Приснился мне Чаплин... - Карцев Роман Андреевич 6 стр.


Нас поразило, что англичане обувь снимали в гостиничном коридоре, и возле каждого номера стояли великолепные английские туфли: бери – не хочу.

И вдруг в эту же гостиницу въезжает Ансамбль песни и пляски Черноморского флота. Я говорю соседу: все, мы пропали! И через полчаса после того, как они поселились (а было их человек сорок), в гостинице погас свет. Сорок кипятильников врубились одновременно… Забегали горничные, портье. Включили автоматику. Через пять минут свет снова погас! Снова врубили автоматику. Начальник ансамбля дал команду включать по два кипятильника…

В холле, где стоял телевизор, сидят англичане, курят сигары.

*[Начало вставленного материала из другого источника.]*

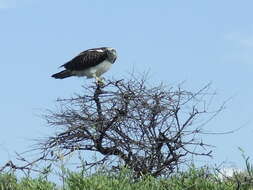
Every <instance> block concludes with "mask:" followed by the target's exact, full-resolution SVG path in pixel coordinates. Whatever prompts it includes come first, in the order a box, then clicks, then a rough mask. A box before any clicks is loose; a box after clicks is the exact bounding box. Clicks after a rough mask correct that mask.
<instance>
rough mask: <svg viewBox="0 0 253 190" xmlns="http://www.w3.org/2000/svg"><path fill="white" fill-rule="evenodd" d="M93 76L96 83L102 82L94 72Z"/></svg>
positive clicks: (100, 82) (101, 82)
mask: <svg viewBox="0 0 253 190" xmlns="http://www.w3.org/2000/svg"><path fill="white" fill-rule="evenodd" d="M93 77H94V78H95V80H96V83H97V84H99V85H103V84H104V83H103V80H102V79H101V78H99V77H98V76H97V75H96V74H93Z"/></svg>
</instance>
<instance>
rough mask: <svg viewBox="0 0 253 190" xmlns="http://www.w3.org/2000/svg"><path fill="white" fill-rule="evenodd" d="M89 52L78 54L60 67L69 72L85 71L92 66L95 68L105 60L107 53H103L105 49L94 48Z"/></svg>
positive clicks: (91, 66) (105, 58) (90, 49)
mask: <svg viewBox="0 0 253 190" xmlns="http://www.w3.org/2000/svg"><path fill="white" fill-rule="evenodd" d="M90 50H94V51H90ZM90 50H86V51H84V52H82V53H80V54H79V55H78V56H76V57H74V58H73V59H72V60H70V61H69V62H67V63H65V64H64V65H62V67H64V68H65V69H68V70H71V71H79V70H85V69H87V68H90V67H92V66H96V65H98V64H99V63H101V62H102V61H104V60H106V59H107V52H106V51H105V48H94V49H90ZM96 50H103V51H96Z"/></svg>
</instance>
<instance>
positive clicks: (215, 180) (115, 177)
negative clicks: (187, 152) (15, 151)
mask: <svg viewBox="0 0 253 190" xmlns="http://www.w3.org/2000/svg"><path fill="white" fill-rule="evenodd" d="M248 166H249V165H248ZM248 169H250V172H251V173H249V172H248ZM248 169H247V171H246V172H244V173H238V174H235V175H234V176H233V177H231V178H229V179H221V178H220V177H219V176H218V174H217V173H215V172H211V170H210V169H208V168H200V169H197V168H194V167H191V168H189V169H188V170H187V171H186V172H181V173H177V174H175V175H173V176H171V177H170V178H153V177H151V176H143V178H142V179H140V180H138V181H136V180H134V179H132V178H131V172H130V171H129V170H126V169H123V170H122V171H121V172H120V173H118V174H115V173H108V172H107V173H105V172H98V173H96V174H93V175H85V174H84V173H83V172H70V171H68V172H67V175H66V179H64V181H65V183H64V187H59V186H57V185H56V184H55V183H53V182H50V181H48V180H46V178H43V177H39V178H35V179H33V178H28V177H26V178H22V179H19V180H18V179H17V177H16V176H15V175H14V174H13V173H2V174H0V190H86V189H88V190H236V189H240V190H250V189H252V190H253V178H252V176H251V175H252V167H248Z"/></svg>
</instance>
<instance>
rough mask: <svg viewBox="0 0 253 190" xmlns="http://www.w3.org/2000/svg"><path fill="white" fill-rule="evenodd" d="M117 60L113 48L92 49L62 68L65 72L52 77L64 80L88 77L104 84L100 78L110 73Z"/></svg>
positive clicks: (86, 51)
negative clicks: (93, 78) (73, 76)
mask: <svg viewBox="0 0 253 190" xmlns="http://www.w3.org/2000/svg"><path fill="white" fill-rule="evenodd" d="M116 59H117V52H116V50H115V49H114V48H111V47H100V48H92V49H88V50H85V51H83V52H81V53H80V54H79V55H77V56H76V57H74V58H73V59H71V60H70V61H68V62H67V63H65V64H63V65H61V66H60V68H61V67H63V68H64V70H63V71H60V72H58V73H55V74H53V75H52V76H51V77H53V78H56V79H64V78H68V77H72V76H78V77H82V76H86V78H95V79H96V82H102V79H101V78H100V76H101V75H102V74H104V73H105V72H106V71H108V70H109V69H110V68H111V66H112V65H113V64H114V63H115V61H116Z"/></svg>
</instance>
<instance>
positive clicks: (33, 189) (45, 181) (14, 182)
mask: <svg viewBox="0 0 253 190" xmlns="http://www.w3.org/2000/svg"><path fill="white" fill-rule="evenodd" d="M0 190H57V188H56V184H54V183H52V182H49V181H47V180H43V179H42V178H37V179H31V178H23V179H21V180H20V182H18V180H17V177H16V176H15V175H14V174H11V173H5V174H0Z"/></svg>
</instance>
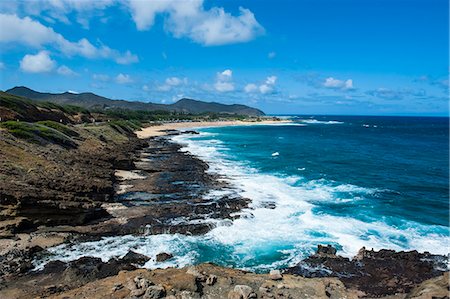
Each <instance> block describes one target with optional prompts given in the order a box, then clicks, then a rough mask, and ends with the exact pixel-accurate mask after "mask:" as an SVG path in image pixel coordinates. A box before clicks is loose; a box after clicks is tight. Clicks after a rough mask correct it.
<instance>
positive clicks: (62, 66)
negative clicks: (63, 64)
mask: <svg viewBox="0 0 450 299" xmlns="http://www.w3.org/2000/svg"><path fill="white" fill-rule="evenodd" d="M56 72H57V73H58V74H60V75H63V76H75V75H78V74H77V73H76V72H74V71H73V70H72V69H70V68H69V67H67V66H65V65H62V66H60V67H59V68H58V69H57V70H56Z"/></svg>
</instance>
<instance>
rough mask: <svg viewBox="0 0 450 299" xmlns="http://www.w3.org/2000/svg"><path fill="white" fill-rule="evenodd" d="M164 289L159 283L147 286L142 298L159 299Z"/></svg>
mask: <svg viewBox="0 0 450 299" xmlns="http://www.w3.org/2000/svg"><path fill="white" fill-rule="evenodd" d="M165 294H166V290H165V289H164V287H162V286H160V285H156V286H149V287H148V288H147V290H146V291H145V294H144V297H143V298H144V299H159V298H162V297H164V295H165Z"/></svg>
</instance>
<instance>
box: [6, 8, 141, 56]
mask: <svg viewBox="0 0 450 299" xmlns="http://www.w3.org/2000/svg"><path fill="white" fill-rule="evenodd" d="M0 26H1V27H2V30H0V43H19V44H24V45H28V46H31V47H35V48H41V47H42V46H44V45H53V46H54V47H56V48H57V49H58V50H59V51H61V52H62V53H64V54H65V55H67V56H73V55H79V56H83V57H86V58H91V59H93V58H103V59H112V60H114V61H116V62H117V63H119V64H130V63H134V62H137V61H138V57H137V56H136V55H135V54H132V53H131V52H130V51H127V52H125V53H120V52H119V51H117V50H114V49H111V48H109V47H108V46H105V45H99V46H94V45H93V44H92V43H91V42H89V40H87V39H85V38H82V39H80V40H79V41H77V42H71V41H69V40H67V39H65V38H64V37H63V36H62V35H61V34H59V33H56V32H55V31H54V30H53V29H52V28H50V27H47V26H44V25H42V24H41V23H39V22H37V21H34V20H32V19H31V18H30V17H24V18H20V17H18V16H17V15H12V14H4V13H0Z"/></svg>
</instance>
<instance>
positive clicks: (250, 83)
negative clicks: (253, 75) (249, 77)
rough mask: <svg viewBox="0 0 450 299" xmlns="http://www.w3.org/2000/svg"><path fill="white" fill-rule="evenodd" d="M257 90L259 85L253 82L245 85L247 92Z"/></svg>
mask: <svg viewBox="0 0 450 299" xmlns="http://www.w3.org/2000/svg"><path fill="white" fill-rule="evenodd" d="M257 90H258V86H257V85H256V84H253V83H249V84H247V85H245V87H244V91H245V92H247V93H252V92H256V91H257Z"/></svg>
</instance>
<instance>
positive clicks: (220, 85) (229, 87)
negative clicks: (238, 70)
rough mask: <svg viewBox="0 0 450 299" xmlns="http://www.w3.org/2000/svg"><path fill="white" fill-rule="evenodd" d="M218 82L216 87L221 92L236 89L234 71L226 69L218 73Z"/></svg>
mask: <svg viewBox="0 0 450 299" xmlns="http://www.w3.org/2000/svg"><path fill="white" fill-rule="evenodd" d="M216 77H217V78H216V83H214V88H215V89H216V90H217V91H219V92H229V91H233V90H234V83H233V71H232V70H230V69H227V70H224V71H223V72H221V73H217V75H216Z"/></svg>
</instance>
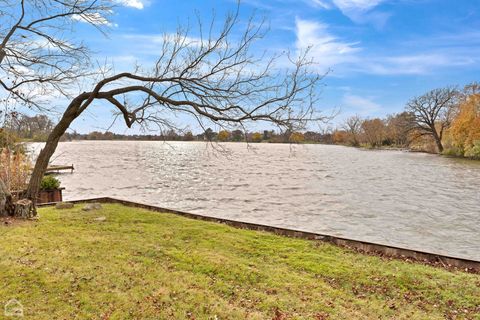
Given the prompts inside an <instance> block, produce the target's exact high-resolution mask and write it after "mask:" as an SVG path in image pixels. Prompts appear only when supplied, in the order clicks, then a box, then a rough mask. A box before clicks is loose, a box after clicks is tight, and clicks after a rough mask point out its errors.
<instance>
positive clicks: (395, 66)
mask: <svg viewBox="0 0 480 320" xmlns="http://www.w3.org/2000/svg"><path fill="white" fill-rule="evenodd" d="M477 60H478V59H473V58H472V57H468V56H464V55H461V54H447V53H418V54H412V55H398V56H388V57H377V58H373V59H365V60H364V63H363V64H362V65H361V66H359V67H360V68H359V70H358V71H361V72H363V73H370V74H378V75H402V74H403V75H421V74H428V73H432V72H435V71H438V70H439V69H442V68H448V67H459V66H467V65H471V64H474V63H476V62H478V61H477Z"/></svg>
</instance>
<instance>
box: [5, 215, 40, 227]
mask: <svg viewBox="0 0 480 320" xmlns="http://www.w3.org/2000/svg"><path fill="white" fill-rule="evenodd" d="M32 222H34V220H25V219H15V218H13V217H0V227H13V226H17V225H22V224H25V223H32Z"/></svg>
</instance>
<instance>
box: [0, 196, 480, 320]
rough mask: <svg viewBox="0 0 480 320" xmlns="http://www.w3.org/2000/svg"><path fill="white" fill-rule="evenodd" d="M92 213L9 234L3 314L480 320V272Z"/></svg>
mask: <svg viewBox="0 0 480 320" xmlns="http://www.w3.org/2000/svg"><path fill="white" fill-rule="evenodd" d="M80 208H81V207H80V206H79V205H77V206H76V207H75V208H74V209H70V210H63V211H60V210H55V209H53V208H44V209H41V210H40V220H39V221H38V222H23V223H14V224H11V225H8V226H0V236H1V239H2V246H1V247H0V256H1V260H0V307H2V309H3V304H4V303H5V302H6V301H8V300H9V299H12V298H16V299H18V300H20V301H21V302H22V304H23V305H24V309H25V310H24V311H25V316H26V319H71V318H79V319H276V320H279V319H377V318H382V319H385V318H391V319H407V318H408V319H444V318H457V319H462V318H467V319H480V307H479V305H480V275H475V274H467V273H461V272H455V273H454V272H449V271H447V270H443V269H438V268H433V267H430V266H425V265H420V264H413V263H407V262H403V261H399V260H392V261H388V260H383V259H381V258H379V257H374V256H367V255H362V254H358V253H355V252H351V251H349V250H347V249H343V248H339V247H335V246H333V245H330V244H325V243H321V242H313V241H307V240H300V239H290V238H284V237H280V236H275V235H272V234H268V233H263V232H255V231H247V230H238V229H234V228H231V227H228V226H224V225H220V224H214V223H208V222H201V221H196V220H189V219H186V218H182V217H178V216H174V215H170V214H158V213H152V212H149V211H145V210H141V209H133V208H127V207H123V206H120V205H105V206H104V208H103V209H102V210H99V211H92V212H83V211H81V210H80ZM100 216H104V217H106V221H95V218H97V217H100ZM2 316H3V314H1V315H0V318H1V317H2Z"/></svg>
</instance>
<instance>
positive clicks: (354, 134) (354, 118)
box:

Появляются двое из ансамбля, останавливаются возле телевизора, один говорит: «Коля, а ну переключи!» Тот крутит ручку: «Та нет ничего интересного». У англичан, которые смотрели телевизор, отвисли челюсти, выпали изо рта сигары, а наши спокойно ушли в номер…

Каждый день в десять утра мы выезжали на Би-Би-Си и до четырех часов репетировали, а затем были свободны и бродили по Лондону до ночи. Сохо, Темза, мост Ватерлоо, Музей мадам Тюссо, Нельсон, Трафальгарская площадь, Биг-Бен…

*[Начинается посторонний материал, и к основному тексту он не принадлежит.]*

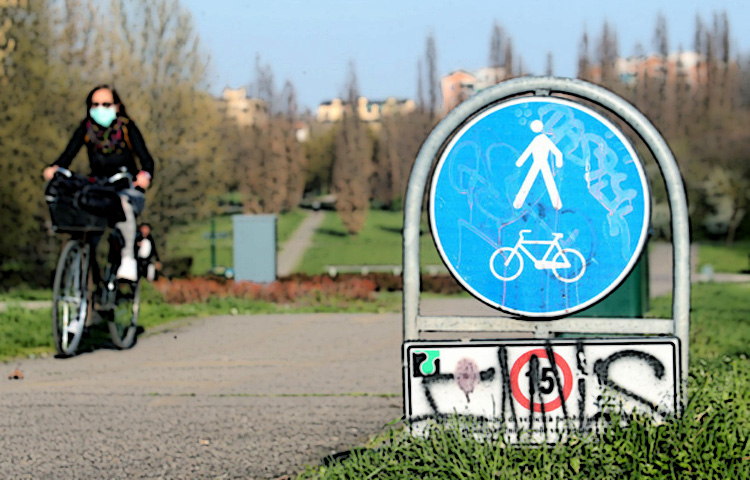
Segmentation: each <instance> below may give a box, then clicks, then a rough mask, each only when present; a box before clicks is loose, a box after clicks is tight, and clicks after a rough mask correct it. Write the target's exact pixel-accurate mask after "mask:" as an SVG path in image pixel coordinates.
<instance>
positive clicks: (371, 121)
mask: <svg viewBox="0 0 750 480" xmlns="http://www.w3.org/2000/svg"><path fill="white" fill-rule="evenodd" d="M416 109H417V104H416V103H415V102H414V100H411V99H397V98H395V97H388V98H387V99H385V100H382V101H375V100H369V99H368V98H367V97H359V98H357V104H356V111H357V116H359V118H360V119H361V120H362V121H364V122H367V123H378V122H380V121H381V120H382V119H383V118H387V117H392V116H396V115H407V114H409V113H411V112H414V111H415V110H416ZM347 111H348V112H351V111H352V107H351V105H350V104H349V103H348V102H344V101H343V100H342V99H340V98H334V99H333V100H329V101H327V102H323V103H321V104H320V105H318V111H317V114H316V117H315V118H316V120H317V121H318V122H321V123H332V122H338V121H340V120H341V119H342V118H344V112H347Z"/></svg>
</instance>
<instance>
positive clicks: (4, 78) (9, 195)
mask: <svg viewBox="0 0 750 480" xmlns="http://www.w3.org/2000/svg"><path fill="white" fill-rule="evenodd" d="M48 8H49V4H48V3H47V2H42V1H38V2H27V1H23V0H17V1H7V2H3V3H0V112H1V113H0V118H2V121H0V211H2V214H1V215H0V228H2V230H3V232H4V233H3V235H0V277H1V278H2V284H3V286H7V285H8V284H9V283H11V284H18V283H22V282H28V283H46V280H47V277H48V272H49V271H50V269H51V267H52V265H54V263H53V262H52V261H51V260H52V258H51V255H50V250H51V248H50V242H49V239H48V237H47V236H46V229H45V228H44V222H45V219H46V218H47V214H46V207H45V205H44V195H43V188H42V178H41V171H42V168H43V167H44V166H46V165H47V164H49V163H51V162H52V161H53V160H54V157H53V156H54V154H55V147H56V146H57V143H56V142H55V139H56V138H57V136H58V135H59V128H58V126H57V125H56V121H55V120H56V119H57V112H56V109H57V108H58V104H57V95H58V93H59V90H58V89H57V87H58V84H57V82H56V81H55V76H54V75H53V68H52V66H51V65H50V62H49V59H48V57H49V51H50V48H51V44H52V41H53V39H52V38H51V36H50V30H49V17H48V15H47V11H48Z"/></svg>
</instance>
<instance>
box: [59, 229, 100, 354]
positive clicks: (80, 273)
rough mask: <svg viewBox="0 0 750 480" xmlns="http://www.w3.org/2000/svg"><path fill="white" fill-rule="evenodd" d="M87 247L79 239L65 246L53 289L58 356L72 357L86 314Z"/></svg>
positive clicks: (61, 255)
mask: <svg viewBox="0 0 750 480" xmlns="http://www.w3.org/2000/svg"><path fill="white" fill-rule="evenodd" d="M90 248H91V247H90V246H89V245H88V244H84V243H82V242H81V241H79V240H70V241H68V243H67V244H65V248H64V249H63V252H62V254H60V260H58V262H57V270H56V271H55V281H54V284H53V287H52V336H53V337H54V340H55V348H56V349H57V353H58V354H60V355H64V356H71V355H75V353H76V349H77V348H78V344H79V343H80V341H81V337H82V336H83V327H84V325H85V323H86V315H87V313H88V308H89V305H88V283H89V275H90V274H91V272H90V271H89V264H88V261H89V251H90Z"/></svg>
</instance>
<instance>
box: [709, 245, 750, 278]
mask: <svg viewBox="0 0 750 480" xmlns="http://www.w3.org/2000/svg"><path fill="white" fill-rule="evenodd" d="M748 255H750V241H748V240H744V241H740V242H736V243H735V244H734V245H731V246H727V245H725V244H721V243H701V244H700V245H699V247H698V271H699V272H700V271H701V269H702V268H703V267H704V266H707V265H710V266H711V267H712V268H713V270H714V272H719V273H742V271H743V270H749V269H750V257H748Z"/></svg>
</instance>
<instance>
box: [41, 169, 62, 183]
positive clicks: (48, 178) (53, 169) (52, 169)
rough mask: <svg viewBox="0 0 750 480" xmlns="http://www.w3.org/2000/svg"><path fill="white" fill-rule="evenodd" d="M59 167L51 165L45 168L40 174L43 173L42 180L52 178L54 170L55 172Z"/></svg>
mask: <svg viewBox="0 0 750 480" xmlns="http://www.w3.org/2000/svg"><path fill="white" fill-rule="evenodd" d="M59 168H60V167H59V166H58V165H52V166H50V167H47V168H45V169H44V171H42V175H44V180H45V181H47V182H49V181H50V180H52V177H54V176H55V172H57V170H58V169H59Z"/></svg>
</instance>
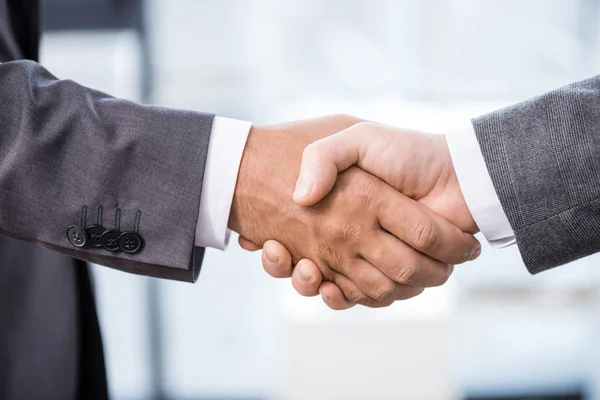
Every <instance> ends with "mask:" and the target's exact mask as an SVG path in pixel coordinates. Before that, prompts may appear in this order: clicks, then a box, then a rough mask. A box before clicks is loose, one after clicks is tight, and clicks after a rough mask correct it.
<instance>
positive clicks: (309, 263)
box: [292, 259, 323, 296]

Как прошел концерт, я не помню. Что-то хорошо принимали, чего-то не понимали. Публика чопорная, билеты от пятидесяти фунтов, а я получил десять. Накупил много шмоток – себе, маме, папе, сестре. Замшевые туфли ношу до сих пор – им исполнилось тридцать лет!..

На обратном пути мы оказались в Москве часов в девять вечера, а в полночь отправлялись в Ленинград. Я был голоден и стал искать чего-нибудь поесть. До одиннадцати вечера ни в один ресторан, ни в один магазин я не попал – все занято и закрыто. На вокзале схватил бутерброд – и наутро оказался в туманном Ленинграде, который очень напомнил мне Лондон, по крайней мере погодой.

Когда мы жили в «Киевской», мы уже могли приглашать гостей, это был наш дом. Нас там все знали, тем не менее вечно пьяный швейцар каждый раз проверял пропуск, не пускал девушек, пока не сунешь ему трешку в лапу.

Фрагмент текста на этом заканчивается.